Hirtenwort des Bischofs von Eichstätt Gregor Maria Hanke OSB zur Adventszeit am 1. Adventssonntag, dem 28. November 2010

Liebe Schwestern und Brüder im Glauben!Liebe Kinder und Jugendliche!

 Ich sehe schwarz:
Es sieht zappenduster aus.
Da gehen bald die Lichter aus.

Wir kennen solche und ähnliche Redeweisen. Sie drücken Pessimismus, ja Hoffnungslosigkeit aus. Leben jedoch braucht Licht, braucht Klarheit, um den nächsten Schritt zu erkennen und den Weg in die Zukunft. Licht und Klarheit geben den Blick frei. Wo es an Licht fehlt, nützen die besten Augen nichts.

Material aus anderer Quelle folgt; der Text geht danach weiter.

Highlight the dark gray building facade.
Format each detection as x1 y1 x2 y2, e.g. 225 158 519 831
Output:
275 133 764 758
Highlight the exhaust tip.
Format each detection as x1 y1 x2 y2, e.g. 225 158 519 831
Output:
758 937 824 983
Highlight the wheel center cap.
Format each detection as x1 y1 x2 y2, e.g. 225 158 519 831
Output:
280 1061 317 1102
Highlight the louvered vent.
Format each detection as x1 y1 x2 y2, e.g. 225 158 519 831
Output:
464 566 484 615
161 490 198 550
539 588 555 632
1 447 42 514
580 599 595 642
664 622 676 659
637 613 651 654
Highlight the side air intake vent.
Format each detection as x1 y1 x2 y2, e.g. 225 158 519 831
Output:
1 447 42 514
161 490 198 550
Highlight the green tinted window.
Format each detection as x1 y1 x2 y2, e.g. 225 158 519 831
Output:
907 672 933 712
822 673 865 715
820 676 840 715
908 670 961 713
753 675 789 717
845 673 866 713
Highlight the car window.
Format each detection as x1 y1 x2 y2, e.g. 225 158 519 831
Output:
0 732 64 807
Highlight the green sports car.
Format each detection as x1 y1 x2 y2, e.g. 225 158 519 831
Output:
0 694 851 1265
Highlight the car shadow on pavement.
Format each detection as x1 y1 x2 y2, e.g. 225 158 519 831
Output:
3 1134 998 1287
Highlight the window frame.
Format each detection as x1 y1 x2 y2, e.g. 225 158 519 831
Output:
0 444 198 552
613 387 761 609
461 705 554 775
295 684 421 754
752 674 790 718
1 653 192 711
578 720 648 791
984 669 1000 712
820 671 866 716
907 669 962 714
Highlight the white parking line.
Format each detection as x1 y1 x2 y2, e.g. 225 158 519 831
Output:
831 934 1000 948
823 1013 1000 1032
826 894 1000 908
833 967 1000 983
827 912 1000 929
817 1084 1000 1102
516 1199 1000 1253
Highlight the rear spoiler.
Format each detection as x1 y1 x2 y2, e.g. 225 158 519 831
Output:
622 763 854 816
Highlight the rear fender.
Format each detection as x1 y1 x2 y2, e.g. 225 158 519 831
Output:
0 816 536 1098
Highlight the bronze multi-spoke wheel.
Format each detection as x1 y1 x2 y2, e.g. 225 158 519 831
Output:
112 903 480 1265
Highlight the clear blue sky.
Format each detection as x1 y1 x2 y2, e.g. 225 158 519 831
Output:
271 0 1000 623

Zu Beginn der Eucharistiefeier des ersten Adventssonntages wurde die erste Kerze am Adventskranz entzündet. Ein netter Ritus? Eine kindliche Zählhilfe für die Sonntage bis Weihnachten? Kerzen als Verzierung der Feier wie bei einer festlichen Tafel? - Die neu entzündete Kerze ist gewissermaßen eine Kurzpredigt zum Adventsbeginn. Die brennende Kerze will uns verkünden, wie Christus in unserem Leben wirksam werden möchte.

(1) Kann Christus, kann der Glaube an ihn unser Leben wirklich hell machen? Liebe Schwestern und Brüder, vor nicht langer Zeit berichteten mir einige Menschen von ihrem Lebensweg, in den Christus Licht brachte. Eine Gruppe von ehemaligen Strafgefangenen und deren Helfern besuchte mich zu einem geistlichen Austausch im Bischofshaus. Wiederholter Rauschgifthandel und sogar Totschlag waren die Delikte, die zur Verurteilung einiger in dieser Gruppe geführt hatten. Sie berichteten mir, dass sie meist schon als Jugendliche in dunkle Kreise geraten waren. Eine Spirale krimineller Taten hatte sie immer tiefer nach unten geführt. Im Gefängnis hatten sie das Glück, durch den regelmäßigen Kontakt mit anderen tiefgläubigen Menschen ihr Leben hinterfragen zu können. Allmählich wuchs das Verlangen nach einer tiefen Freundschaft mit Jesus und nach dem Weg des Glaubens. In den Gefängnissen, in denen sie einsaßen, hatten sich durch überzeugende Helfer kleine Weggemeinschaften des Glaubens gebildet, in denen man betete, das Wort Gottes teilte und sich auf die Feier der Liturgie vorbereitete. Besonders berührte mich an diesem Abend der Begegnung das Zeugnis eines Mannes, der zu neun Jahren Haft verurteilt war und seit seiner Freilassung schon viele Jahre mit seiner Ehefrau gemeinsam den Weg des Glaubens geht und sich in der Kirche engagiert. Er berichtete, wie befreiend er die Person Jesu und den Glauben an ihn in einer solchen Kleingruppe im Gefängnis erfahren hatte und wie wichtig die Freundschaft mit Jesus Christus, das Gespräch mit ihm sowie die Mitfeier der Eucharistie auch heute noch für seinen Weg in der Ehe ist. Ohne die Begegnung mit Christus hätte er sich aus seiner schlimmen Geschichte nicht lösen können. Die Begegnung mit Christus wurde für ihn zum Licht, das ihm erst den Weg zum anderen eröffnete, zur Erfahrung von Erlösung.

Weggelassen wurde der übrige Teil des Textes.